Gay and lesbian couples already could marry in 36 states and the District of Columbia.
The court's 5-4 ruling means the remaining 14 states, in the South and Midwest, will have to stop enforcing their bans on same-sex marriage.
President Barack Obama welcomed the decision via Twitter, calling it "a big step in our march toward equality."
Hundreds of activists gathered outside the Supreme Court building Friday to celebrate the decision, chanting, "Love has won" and singing the US national anthem.
The crowd also raised a large flag with the pink equal sign that has come to symbolize the gay marriage movement. Some wept.
The four dissenting justices each filed a separate opinion explaining their views.

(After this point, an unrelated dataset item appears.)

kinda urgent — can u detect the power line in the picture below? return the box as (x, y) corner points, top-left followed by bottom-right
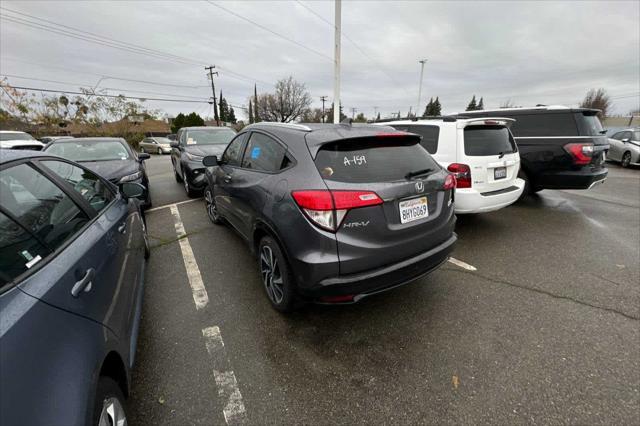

"This court is not a legislature. Whether same-sex marriage is a good idea should be of no concern to us," Chief Justice John Roberts wrote in dissent.
"If you are among the many Americans – of whatever sexual orientation – who favor expanding same-sex marriage, by all means celebrate today's decision," Roberts said. "But do not celebrate the Constitution. It had nothing to do with it."
The ruling will not take effect immediately because the court gives the losing side roughly three weeks to ask for reconsideration. But some state officials and county clerks might decide there is little risk in issuing marriage licenses to same-sex couples.